Tuesday, March 26, 2024

The Lost Girl, part nineteen

(I went back and revised the last entry, and added a chunk of new text. You may want to go back and re-read it before you continue here.)

"We weren't--" Elyssa swallowed.

Chris found his eyes still locked with Tammy's, and his mind filled with knowledge that he didn't want. It weighed his tongue down, pulled at his lips, and he knew it for a truth-speaking that Tammy had laid on them...

So he spoke truth. "You lost someone there," he said simply. 

Tammy nodded. Amelie was still busy bringing Peter and Morri through, and for this one moment they could still speak. 

"A brother? A sister?" 

"A cousin," Tammy told him. "Closest I ever had to a brother, though."

Chris closed his eyes for a moment, but he didn't try to push the truth-speaking away. "I'm so sorry. The wolves were a part of that, and I hate them for it still. I defended the ones I could--" His voice caught. "It wasn't enough." That was more genuine emotion than he'd intended to show, but he was committed now whether he liked it or not. He stepped forward and leaned in so he could drop his voice to the barest whisper. "If you'll grant me your card, I'll tell you what I can. And I am so, so sorry.

He stepped back just as lady Amelie Hargrave said, "Tabitha, dear? Are you quite all right? That beast wasn't threatening you, was it?" 
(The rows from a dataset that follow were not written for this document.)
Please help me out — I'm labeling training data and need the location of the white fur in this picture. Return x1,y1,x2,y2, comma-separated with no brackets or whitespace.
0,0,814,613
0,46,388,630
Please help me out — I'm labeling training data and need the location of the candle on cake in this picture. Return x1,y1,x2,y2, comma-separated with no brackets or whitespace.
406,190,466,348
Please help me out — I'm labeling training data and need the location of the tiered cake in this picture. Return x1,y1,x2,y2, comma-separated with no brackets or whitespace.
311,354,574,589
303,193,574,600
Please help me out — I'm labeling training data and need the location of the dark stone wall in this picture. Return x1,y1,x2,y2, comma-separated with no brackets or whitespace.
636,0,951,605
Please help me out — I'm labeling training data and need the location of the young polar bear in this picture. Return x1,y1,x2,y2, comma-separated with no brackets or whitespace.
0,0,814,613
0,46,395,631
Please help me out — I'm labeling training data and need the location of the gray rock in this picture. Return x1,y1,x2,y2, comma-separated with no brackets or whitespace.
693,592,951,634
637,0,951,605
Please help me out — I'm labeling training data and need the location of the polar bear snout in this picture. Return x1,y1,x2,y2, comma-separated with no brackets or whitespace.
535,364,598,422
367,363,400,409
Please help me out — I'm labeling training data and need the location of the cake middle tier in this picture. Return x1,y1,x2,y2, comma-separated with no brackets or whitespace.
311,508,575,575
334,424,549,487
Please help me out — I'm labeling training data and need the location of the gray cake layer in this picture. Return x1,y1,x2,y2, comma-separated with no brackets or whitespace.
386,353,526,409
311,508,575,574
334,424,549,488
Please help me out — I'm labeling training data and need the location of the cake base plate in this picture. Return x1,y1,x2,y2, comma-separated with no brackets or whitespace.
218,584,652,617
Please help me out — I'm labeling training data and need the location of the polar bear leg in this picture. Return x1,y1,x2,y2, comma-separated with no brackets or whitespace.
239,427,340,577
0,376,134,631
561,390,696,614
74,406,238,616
Tammy took a moment to study Chris' face as he shifted a step further back. He felt the truth-speaking charm unravel. Then she met the Hargrave Materfamilias' eyes and said, "No, he was most sympathetic. Could we perhaps host them here a day or so longer, while I reorient to the fact that it's now... April?"

Amelie Hargrave's expression suggested that she wasn't best pleased, but she nodded regally. "Of course. Your health and comfort are our foremost concern right now. Would you permit my brother Etienne to look you over?"

"Of course," said Tabitha Carterhaugh. "Though he'll find neither wounds nor indignities. The shadow-walkers treated me well except in the matter of time's passing, and the agents of the Ministry conducted themselves with admirable restraint."

"That is good to hear," said Amelie Hargrave, ominously. Or perhaps she only sounded ominous to Chris; he supposed it might be something in the nature of a guilty conscience, an awareness of all the thing that he wasn't telling people.